K Narayana Rao, an Indian parliamentarian, is rushed to a hospital after he collapsed inside the parliament in New Delhi. Picture: Adnan Abidi

New Delhi -

After pepper spray, scuffles and table smashing, India's often dysfunctional parliament ended its final session before general elections in acrimony on Friday, setting the stage for a bitter poll campaign.

The Lok Sabha did at least manage to pass some legislation in its final weeks, but its most notable achievement - approval for the creation of the state of Telangana - took place out of the public eye after the live television feed was cut as tempers erupted on the floor of the house.

While Speaker Meira Kumar blamed a technical glitch, commentators said she was trying to spare parliament more embarrassment only days after an MP opposed to Telangana's creation sprayed capsicum at colleagues.

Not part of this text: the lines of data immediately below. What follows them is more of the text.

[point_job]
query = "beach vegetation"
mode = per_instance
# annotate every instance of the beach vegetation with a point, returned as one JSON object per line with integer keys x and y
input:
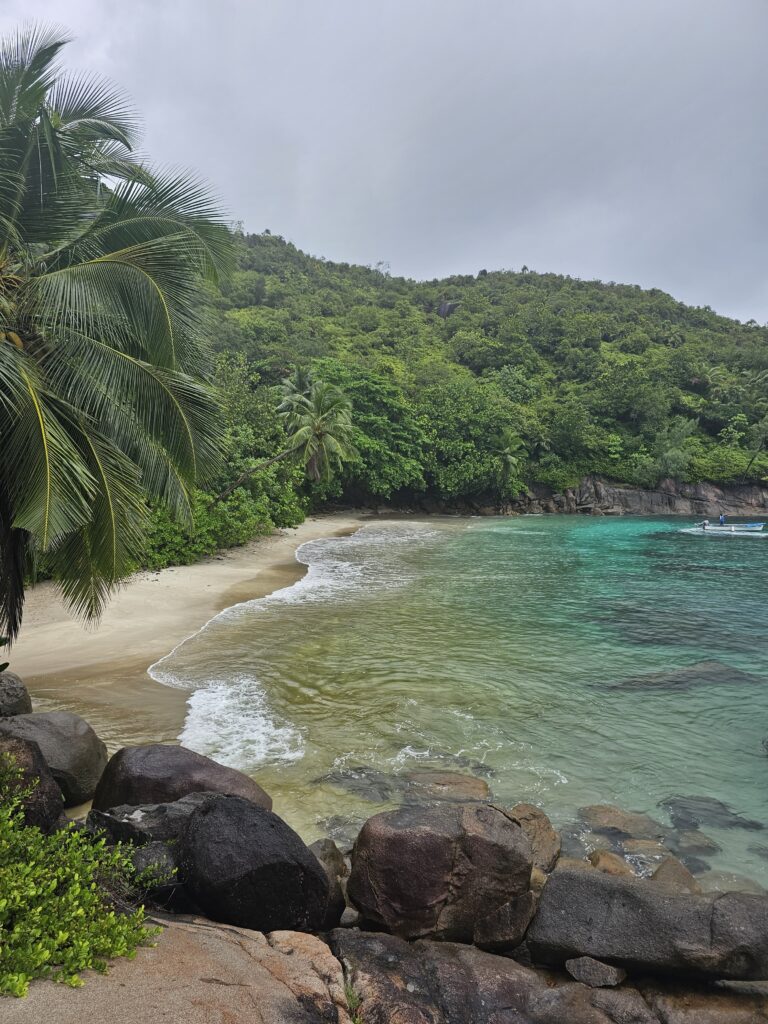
{"x": 103, "y": 403}
{"x": 67, "y": 899}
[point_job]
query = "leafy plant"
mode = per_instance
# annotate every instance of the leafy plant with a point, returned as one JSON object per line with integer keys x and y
{"x": 62, "y": 906}
{"x": 102, "y": 399}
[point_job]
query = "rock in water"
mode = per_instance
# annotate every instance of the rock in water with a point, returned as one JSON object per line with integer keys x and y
{"x": 244, "y": 865}
{"x": 44, "y": 806}
{"x": 637, "y": 925}
{"x": 335, "y": 866}
{"x": 690, "y": 812}
{"x": 436, "y": 870}
{"x": 13, "y": 696}
{"x": 545, "y": 841}
{"x": 161, "y": 773}
{"x": 72, "y": 750}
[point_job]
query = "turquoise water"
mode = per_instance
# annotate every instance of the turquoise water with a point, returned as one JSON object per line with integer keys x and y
{"x": 542, "y": 652}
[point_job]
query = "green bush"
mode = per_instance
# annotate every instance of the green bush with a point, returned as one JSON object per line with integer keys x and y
{"x": 58, "y": 899}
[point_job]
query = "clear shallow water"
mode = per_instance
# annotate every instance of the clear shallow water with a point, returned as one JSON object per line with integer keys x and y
{"x": 518, "y": 645}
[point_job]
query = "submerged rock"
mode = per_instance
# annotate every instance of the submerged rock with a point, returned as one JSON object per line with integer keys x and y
{"x": 436, "y": 870}
{"x": 14, "y": 698}
{"x": 639, "y": 926}
{"x": 71, "y": 749}
{"x": 690, "y": 676}
{"x": 244, "y": 865}
{"x": 161, "y": 773}
{"x": 43, "y": 806}
{"x": 619, "y": 823}
{"x": 689, "y": 812}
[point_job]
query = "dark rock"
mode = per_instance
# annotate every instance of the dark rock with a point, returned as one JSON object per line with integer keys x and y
{"x": 505, "y": 928}
{"x": 701, "y": 674}
{"x": 146, "y": 822}
{"x": 690, "y": 812}
{"x": 44, "y": 806}
{"x": 429, "y": 786}
{"x": 614, "y": 822}
{"x": 13, "y": 696}
{"x": 335, "y": 867}
{"x": 545, "y": 841}
{"x": 595, "y": 973}
{"x": 244, "y": 865}
{"x": 162, "y": 773}
{"x": 609, "y": 863}
{"x": 72, "y": 750}
{"x": 435, "y": 870}
{"x": 673, "y": 875}
{"x": 636, "y": 924}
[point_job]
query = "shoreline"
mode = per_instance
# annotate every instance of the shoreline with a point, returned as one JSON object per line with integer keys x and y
{"x": 100, "y": 673}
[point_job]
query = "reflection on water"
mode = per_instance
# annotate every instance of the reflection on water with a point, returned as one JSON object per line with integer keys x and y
{"x": 519, "y": 646}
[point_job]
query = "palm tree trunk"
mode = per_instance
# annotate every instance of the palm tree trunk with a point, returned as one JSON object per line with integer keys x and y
{"x": 249, "y": 472}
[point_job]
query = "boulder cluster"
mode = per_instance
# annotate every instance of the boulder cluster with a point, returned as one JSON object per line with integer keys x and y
{"x": 443, "y": 911}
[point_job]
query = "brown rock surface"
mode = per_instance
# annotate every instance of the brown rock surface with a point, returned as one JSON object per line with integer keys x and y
{"x": 605, "y": 817}
{"x": 200, "y": 974}
{"x": 436, "y": 870}
{"x": 545, "y": 841}
{"x": 161, "y": 773}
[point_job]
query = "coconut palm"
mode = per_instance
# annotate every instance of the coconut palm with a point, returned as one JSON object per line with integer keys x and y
{"x": 102, "y": 403}
{"x": 317, "y": 418}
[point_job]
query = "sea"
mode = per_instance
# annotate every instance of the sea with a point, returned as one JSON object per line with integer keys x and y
{"x": 567, "y": 660}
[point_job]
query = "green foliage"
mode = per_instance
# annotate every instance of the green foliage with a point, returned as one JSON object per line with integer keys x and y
{"x": 103, "y": 404}
{"x": 584, "y": 377}
{"x": 58, "y": 899}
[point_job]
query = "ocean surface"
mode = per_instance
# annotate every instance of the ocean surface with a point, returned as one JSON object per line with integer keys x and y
{"x": 558, "y": 657}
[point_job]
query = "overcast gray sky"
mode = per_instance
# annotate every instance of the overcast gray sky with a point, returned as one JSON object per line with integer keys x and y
{"x": 622, "y": 139}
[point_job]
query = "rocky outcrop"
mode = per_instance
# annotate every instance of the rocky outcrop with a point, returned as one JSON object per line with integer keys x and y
{"x": 595, "y": 496}
{"x": 71, "y": 749}
{"x": 641, "y": 927}
{"x": 13, "y": 696}
{"x": 446, "y": 983}
{"x": 545, "y": 841}
{"x": 147, "y": 822}
{"x": 244, "y": 865}
{"x": 43, "y": 804}
{"x": 436, "y": 870}
{"x": 202, "y": 974}
{"x": 161, "y": 773}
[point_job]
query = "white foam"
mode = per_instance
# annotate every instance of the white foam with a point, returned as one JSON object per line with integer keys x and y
{"x": 231, "y": 722}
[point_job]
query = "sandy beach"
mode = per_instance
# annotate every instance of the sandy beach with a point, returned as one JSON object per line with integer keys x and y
{"x": 100, "y": 672}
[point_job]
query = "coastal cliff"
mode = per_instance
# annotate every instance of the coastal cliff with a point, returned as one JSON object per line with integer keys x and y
{"x": 595, "y": 496}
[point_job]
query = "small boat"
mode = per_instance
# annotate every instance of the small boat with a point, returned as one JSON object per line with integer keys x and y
{"x": 730, "y": 528}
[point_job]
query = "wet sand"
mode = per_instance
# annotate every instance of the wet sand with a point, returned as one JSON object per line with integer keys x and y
{"x": 100, "y": 673}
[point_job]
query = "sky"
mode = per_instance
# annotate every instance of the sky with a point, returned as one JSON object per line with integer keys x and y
{"x": 619, "y": 139}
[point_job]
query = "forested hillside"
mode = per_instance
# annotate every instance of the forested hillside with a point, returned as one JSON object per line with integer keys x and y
{"x": 469, "y": 387}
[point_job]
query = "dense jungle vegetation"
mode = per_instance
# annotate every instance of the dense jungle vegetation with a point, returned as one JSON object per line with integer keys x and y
{"x": 466, "y": 390}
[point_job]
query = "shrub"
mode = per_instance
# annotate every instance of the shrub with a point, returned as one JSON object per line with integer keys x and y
{"x": 59, "y": 898}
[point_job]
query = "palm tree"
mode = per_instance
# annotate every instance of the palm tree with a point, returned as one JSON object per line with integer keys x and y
{"x": 317, "y": 418}
{"x": 511, "y": 453}
{"x": 102, "y": 403}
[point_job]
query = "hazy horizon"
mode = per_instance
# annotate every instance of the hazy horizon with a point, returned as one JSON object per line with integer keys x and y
{"x": 621, "y": 142}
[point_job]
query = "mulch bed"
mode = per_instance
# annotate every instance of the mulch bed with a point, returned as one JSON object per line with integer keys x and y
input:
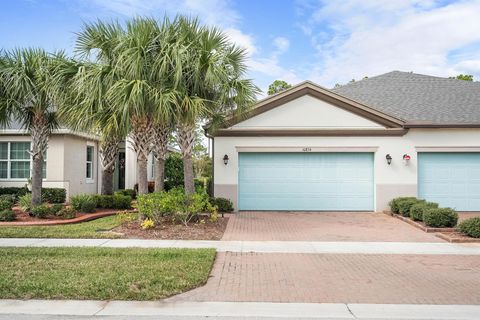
{"x": 168, "y": 230}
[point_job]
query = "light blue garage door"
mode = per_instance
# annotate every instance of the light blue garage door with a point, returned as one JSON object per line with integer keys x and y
{"x": 451, "y": 179}
{"x": 306, "y": 181}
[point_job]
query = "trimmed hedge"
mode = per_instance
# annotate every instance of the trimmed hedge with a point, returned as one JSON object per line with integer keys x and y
{"x": 54, "y": 195}
{"x": 394, "y": 203}
{"x": 440, "y": 217}
{"x": 471, "y": 227}
{"x": 7, "y": 215}
{"x": 417, "y": 210}
{"x": 222, "y": 204}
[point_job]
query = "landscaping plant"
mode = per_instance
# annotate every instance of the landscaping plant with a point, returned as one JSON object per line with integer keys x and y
{"x": 470, "y": 227}
{"x": 440, "y": 218}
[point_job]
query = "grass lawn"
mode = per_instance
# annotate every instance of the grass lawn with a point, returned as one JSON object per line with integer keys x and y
{"x": 101, "y": 273}
{"x": 91, "y": 229}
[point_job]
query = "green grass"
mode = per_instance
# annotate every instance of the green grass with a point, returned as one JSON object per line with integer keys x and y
{"x": 91, "y": 229}
{"x": 101, "y": 273}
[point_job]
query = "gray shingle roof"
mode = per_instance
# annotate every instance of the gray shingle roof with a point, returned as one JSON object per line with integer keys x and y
{"x": 416, "y": 98}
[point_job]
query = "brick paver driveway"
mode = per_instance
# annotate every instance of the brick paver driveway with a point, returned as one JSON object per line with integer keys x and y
{"x": 322, "y": 226}
{"x": 342, "y": 278}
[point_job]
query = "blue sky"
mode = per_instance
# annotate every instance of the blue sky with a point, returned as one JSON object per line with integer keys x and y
{"x": 324, "y": 41}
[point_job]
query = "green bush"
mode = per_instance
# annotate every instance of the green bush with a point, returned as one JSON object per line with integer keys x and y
{"x": 471, "y": 227}
{"x": 53, "y": 195}
{"x": 5, "y": 205}
{"x": 222, "y": 204}
{"x": 405, "y": 205}
{"x": 66, "y": 213}
{"x": 78, "y": 200}
{"x": 25, "y": 202}
{"x": 127, "y": 192}
{"x": 417, "y": 210}
{"x": 440, "y": 217}
{"x": 394, "y": 203}
{"x": 7, "y": 215}
{"x": 41, "y": 211}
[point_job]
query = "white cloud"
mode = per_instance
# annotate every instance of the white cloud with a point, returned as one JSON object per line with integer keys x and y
{"x": 370, "y": 37}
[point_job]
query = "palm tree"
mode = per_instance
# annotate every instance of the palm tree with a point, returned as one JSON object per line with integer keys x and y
{"x": 27, "y": 84}
{"x": 209, "y": 83}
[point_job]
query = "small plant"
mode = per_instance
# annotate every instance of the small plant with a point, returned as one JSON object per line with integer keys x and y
{"x": 394, "y": 203}
{"x": 148, "y": 224}
{"x": 5, "y": 205}
{"x": 66, "y": 213}
{"x": 25, "y": 202}
{"x": 470, "y": 227}
{"x": 41, "y": 211}
{"x": 222, "y": 204}
{"x": 417, "y": 210}
{"x": 440, "y": 217}
{"x": 78, "y": 200}
{"x": 88, "y": 206}
{"x": 7, "y": 215}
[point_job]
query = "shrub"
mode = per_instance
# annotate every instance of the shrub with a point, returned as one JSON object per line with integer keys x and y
{"x": 440, "y": 217}
{"x": 471, "y": 227}
{"x": 222, "y": 204}
{"x": 148, "y": 224}
{"x": 405, "y": 205}
{"x": 395, "y": 202}
{"x": 41, "y": 211}
{"x": 25, "y": 202}
{"x": 127, "y": 192}
{"x": 417, "y": 210}
{"x": 5, "y": 205}
{"x": 78, "y": 200}
{"x": 53, "y": 195}
{"x": 66, "y": 213}
{"x": 7, "y": 215}
{"x": 88, "y": 206}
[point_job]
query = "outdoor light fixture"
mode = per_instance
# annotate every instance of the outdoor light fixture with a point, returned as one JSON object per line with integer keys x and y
{"x": 389, "y": 158}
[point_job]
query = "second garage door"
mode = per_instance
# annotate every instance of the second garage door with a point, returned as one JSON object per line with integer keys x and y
{"x": 306, "y": 181}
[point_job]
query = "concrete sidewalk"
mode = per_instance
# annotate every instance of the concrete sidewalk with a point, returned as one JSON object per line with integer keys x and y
{"x": 238, "y": 309}
{"x": 259, "y": 246}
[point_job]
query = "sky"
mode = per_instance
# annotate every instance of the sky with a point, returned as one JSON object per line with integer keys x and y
{"x": 328, "y": 42}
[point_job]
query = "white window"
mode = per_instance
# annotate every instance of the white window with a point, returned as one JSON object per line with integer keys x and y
{"x": 89, "y": 173}
{"x": 15, "y": 161}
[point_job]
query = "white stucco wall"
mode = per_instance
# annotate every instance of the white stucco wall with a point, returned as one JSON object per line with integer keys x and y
{"x": 307, "y": 112}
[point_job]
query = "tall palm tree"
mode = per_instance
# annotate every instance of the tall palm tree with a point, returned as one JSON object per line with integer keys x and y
{"x": 209, "y": 82}
{"x": 27, "y": 82}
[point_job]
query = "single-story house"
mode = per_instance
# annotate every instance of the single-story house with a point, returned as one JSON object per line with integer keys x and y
{"x": 355, "y": 147}
{"x": 72, "y": 161}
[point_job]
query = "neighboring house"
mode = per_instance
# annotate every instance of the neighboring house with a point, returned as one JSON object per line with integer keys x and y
{"x": 72, "y": 162}
{"x": 355, "y": 147}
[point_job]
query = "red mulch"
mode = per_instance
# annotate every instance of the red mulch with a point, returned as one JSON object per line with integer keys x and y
{"x": 167, "y": 230}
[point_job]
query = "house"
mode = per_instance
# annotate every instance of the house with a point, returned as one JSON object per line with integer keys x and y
{"x": 355, "y": 147}
{"x": 72, "y": 161}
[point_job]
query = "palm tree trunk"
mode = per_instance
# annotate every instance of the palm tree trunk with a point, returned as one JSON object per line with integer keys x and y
{"x": 108, "y": 155}
{"x": 186, "y": 138}
{"x": 160, "y": 149}
{"x": 40, "y": 133}
{"x": 142, "y": 140}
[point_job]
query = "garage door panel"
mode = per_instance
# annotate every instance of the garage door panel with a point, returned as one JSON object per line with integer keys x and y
{"x": 451, "y": 179}
{"x": 306, "y": 181}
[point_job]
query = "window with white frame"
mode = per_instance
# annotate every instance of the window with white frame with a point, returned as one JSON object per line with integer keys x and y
{"x": 15, "y": 160}
{"x": 89, "y": 173}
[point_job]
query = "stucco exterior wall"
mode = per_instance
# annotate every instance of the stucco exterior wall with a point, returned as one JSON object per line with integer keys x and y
{"x": 390, "y": 181}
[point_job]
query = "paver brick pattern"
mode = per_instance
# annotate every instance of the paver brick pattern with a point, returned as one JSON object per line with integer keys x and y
{"x": 322, "y": 226}
{"x": 341, "y": 278}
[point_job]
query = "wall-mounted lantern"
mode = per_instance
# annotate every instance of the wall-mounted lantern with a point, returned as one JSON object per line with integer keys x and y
{"x": 389, "y": 158}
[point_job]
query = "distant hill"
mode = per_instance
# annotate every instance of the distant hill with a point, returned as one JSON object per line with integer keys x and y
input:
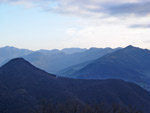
{"x": 130, "y": 64}
{"x": 7, "y": 53}
{"x": 55, "y": 62}
{"x": 23, "y": 86}
{"x": 72, "y": 50}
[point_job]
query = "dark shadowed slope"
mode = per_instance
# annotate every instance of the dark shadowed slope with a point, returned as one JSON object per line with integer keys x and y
{"x": 23, "y": 86}
{"x": 7, "y": 53}
{"x": 130, "y": 63}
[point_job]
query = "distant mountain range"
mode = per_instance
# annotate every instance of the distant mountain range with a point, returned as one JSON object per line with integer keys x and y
{"x": 130, "y": 64}
{"x": 23, "y": 86}
{"x": 7, "y": 53}
{"x": 54, "y": 60}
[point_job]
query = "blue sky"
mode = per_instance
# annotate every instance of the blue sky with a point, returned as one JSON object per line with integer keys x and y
{"x": 49, "y": 24}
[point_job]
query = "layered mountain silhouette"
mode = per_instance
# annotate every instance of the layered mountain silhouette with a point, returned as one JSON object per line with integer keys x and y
{"x": 54, "y": 60}
{"x": 130, "y": 64}
{"x": 57, "y": 61}
{"x": 23, "y": 86}
{"x": 7, "y": 53}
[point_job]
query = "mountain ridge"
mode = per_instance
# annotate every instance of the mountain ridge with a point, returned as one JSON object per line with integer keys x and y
{"x": 22, "y": 86}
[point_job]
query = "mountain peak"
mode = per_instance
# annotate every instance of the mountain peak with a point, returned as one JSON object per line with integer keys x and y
{"x": 130, "y": 47}
{"x": 18, "y": 63}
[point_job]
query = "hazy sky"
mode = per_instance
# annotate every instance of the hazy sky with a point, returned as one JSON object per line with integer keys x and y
{"x": 49, "y": 24}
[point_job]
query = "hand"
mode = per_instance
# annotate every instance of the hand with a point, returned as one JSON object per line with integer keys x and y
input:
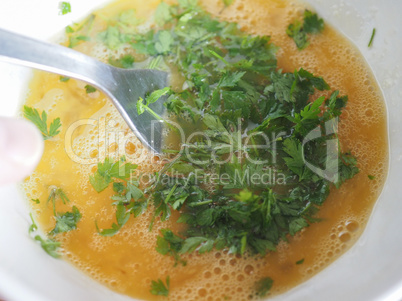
{"x": 21, "y": 147}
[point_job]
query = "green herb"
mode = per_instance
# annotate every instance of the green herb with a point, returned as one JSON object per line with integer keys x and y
{"x": 40, "y": 120}
{"x": 234, "y": 94}
{"x": 33, "y": 227}
{"x": 57, "y": 193}
{"x": 143, "y": 106}
{"x": 163, "y": 14}
{"x": 50, "y": 246}
{"x": 301, "y": 261}
{"x": 122, "y": 217}
{"x": 64, "y": 79}
{"x": 372, "y": 38}
{"x": 89, "y": 89}
{"x": 170, "y": 244}
{"x": 264, "y": 286}
{"x": 126, "y": 62}
{"x": 66, "y": 222}
{"x": 298, "y": 31}
{"x": 65, "y": 8}
{"x": 158, "y": 288}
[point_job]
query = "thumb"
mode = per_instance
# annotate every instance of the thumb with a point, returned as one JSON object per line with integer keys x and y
{"x": 21, "y": 147}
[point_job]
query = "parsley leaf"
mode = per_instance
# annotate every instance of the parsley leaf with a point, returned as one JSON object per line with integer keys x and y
{"x": 66, "y": 222}
{"x": 299, "y": 32}
{"x": 295, "y": 31}
{"x": 122, "y": 216}
{"x": 65, "y": 8}
{"x": 41, "y": 122}
{"x": 264, "y": 286}
{"x": 50, "y": 246}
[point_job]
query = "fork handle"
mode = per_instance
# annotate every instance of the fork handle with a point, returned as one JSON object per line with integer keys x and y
{"x": 28, "y": 52}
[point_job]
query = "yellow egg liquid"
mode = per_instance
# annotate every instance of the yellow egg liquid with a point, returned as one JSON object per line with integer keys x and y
{"x": 128, "y": 261}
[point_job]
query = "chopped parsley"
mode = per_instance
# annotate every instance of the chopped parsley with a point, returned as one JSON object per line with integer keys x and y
{"x": 264, "y": 286}
{"x": 233, "y": 79}
{"x": 159, "y": 288}
{"x": 40, "y": 120}
{"x": 312, "y": 24}
{"x": 50, "y": 246}
{"x": 65, "y": 8}
{"x": 254, "y": 122}
{"x": 66, "y": 221}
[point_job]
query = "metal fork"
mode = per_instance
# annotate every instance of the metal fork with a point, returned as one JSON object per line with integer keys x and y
{"x": 122, "y": 86}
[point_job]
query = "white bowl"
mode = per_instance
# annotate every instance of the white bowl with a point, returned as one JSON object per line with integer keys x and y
{"x": 370, "y": 270}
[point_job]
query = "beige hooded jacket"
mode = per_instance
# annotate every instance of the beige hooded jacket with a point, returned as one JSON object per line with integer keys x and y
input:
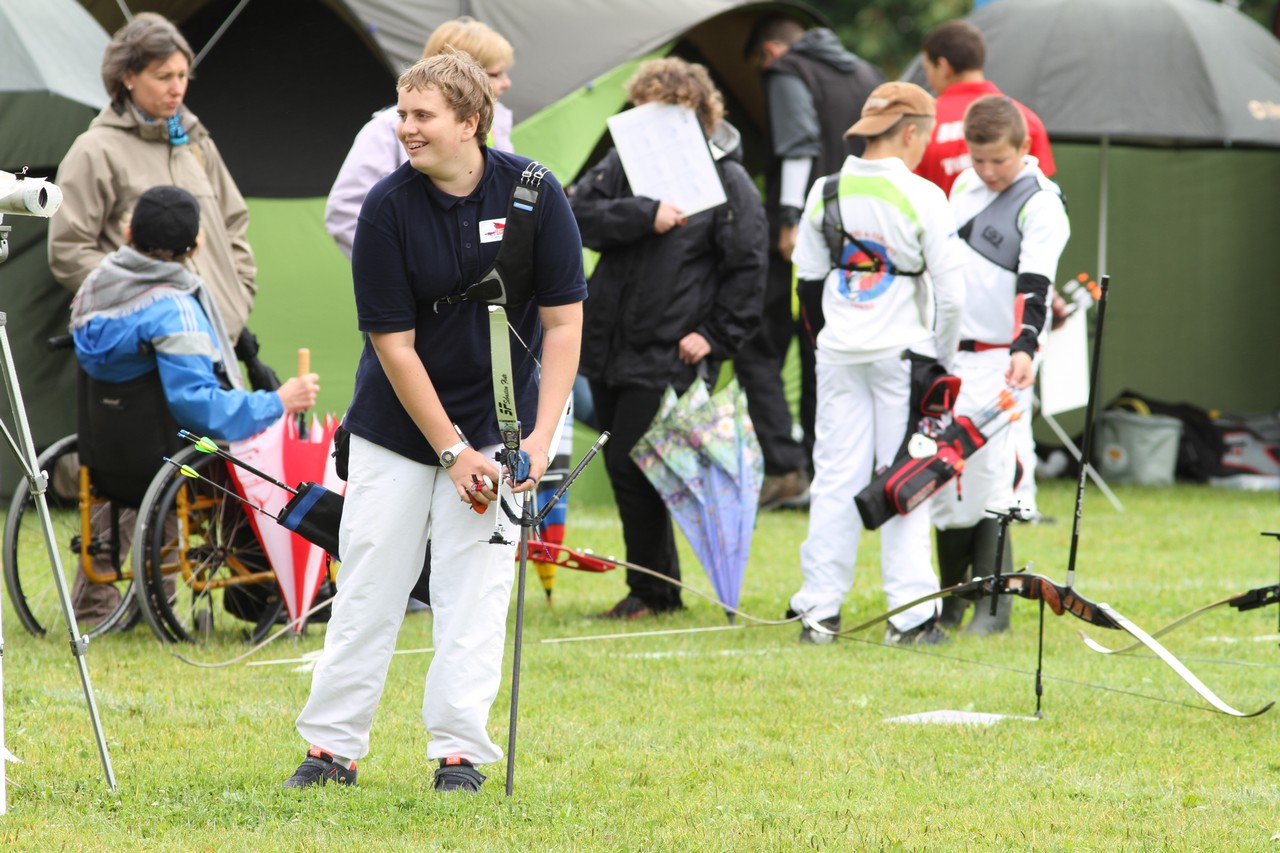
{"x": 113, "y": 163}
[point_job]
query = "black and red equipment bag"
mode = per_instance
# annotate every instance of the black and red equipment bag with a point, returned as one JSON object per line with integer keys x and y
{"x": 909, "y": 482}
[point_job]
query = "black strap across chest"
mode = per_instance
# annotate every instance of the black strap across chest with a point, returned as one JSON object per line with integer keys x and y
{"x": 510, "y": 281}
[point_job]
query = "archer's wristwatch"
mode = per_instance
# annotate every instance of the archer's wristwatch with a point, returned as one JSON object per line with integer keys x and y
{"x": 451, "y": 455}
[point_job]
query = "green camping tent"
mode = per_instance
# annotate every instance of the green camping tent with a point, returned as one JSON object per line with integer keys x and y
{"x": 284, "y": 89}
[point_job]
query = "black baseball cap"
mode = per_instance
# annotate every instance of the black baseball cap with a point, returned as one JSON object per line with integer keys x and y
{"x": 165, "y": 218}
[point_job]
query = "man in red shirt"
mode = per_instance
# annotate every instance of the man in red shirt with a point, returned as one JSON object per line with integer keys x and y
{"x": 954, "y": 56}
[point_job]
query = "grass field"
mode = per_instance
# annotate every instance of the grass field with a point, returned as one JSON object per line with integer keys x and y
{"x": 717, "y": 740}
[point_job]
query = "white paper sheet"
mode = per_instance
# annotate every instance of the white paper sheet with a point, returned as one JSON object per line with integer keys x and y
{"x": 1065, "y": 369}
{"x": 666, "y": 156}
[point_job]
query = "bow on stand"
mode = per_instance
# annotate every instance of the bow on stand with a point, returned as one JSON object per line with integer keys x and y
{"x": 1061, "y": 598}
{"x": 1248, "y": 600}
{"x": 515, "y": 464}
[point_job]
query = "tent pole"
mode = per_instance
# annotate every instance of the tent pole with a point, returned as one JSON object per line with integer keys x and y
{"x": 1105, "y": 155}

As the Lok Sabha convened at the beginning of the month after its winter recess, Parliamentary Affairs Minister Kamal Nath made a plea to the main opposition Bharatiya Janata Party (BJP) to cooperate so important bills on corruption and disabled rights could be passed.

In the end, they never made it onto the statute book, victims of what was the most unproductive parliament in India's post-independence history.

In a speech before parliament on Friday, Home Minister Sushilkumar Shinde tried to put a gloss on its work, pointing out that a landmark food security bill had been passed last year and proclaiming that "many historic incidents happened in this session".

And Prime Minister Manmohan Singh suggested that perhaps something good could come of the rancour of the past weeks.

"Let's hope that out of this strife, out of this tension-full atmosphere, which prevailed for some time, there will be birth of a new atmosphere of hope," Singh said in his last speech to parliament.

But a more brutal assessment came from his cabinet colleague Shashi Tharoor who said the behaviour of parliamentarians had plumbed to an all-time low, a development he called "deeply disillusioning".

"The 'temple of democracy,' as Indians have long hailed their parliament, has been soiled by its own priests, and is now in desperate need of reform," he wrote for the Project Syndicate website.

Hartosh Singh Bal, a veteran political commentator, said the bad blood between Congress and the BJP, who are favourites to win an election due by May, would spill over into the campaign which he predicted would be the most bitter ever known in the world's largest democracy.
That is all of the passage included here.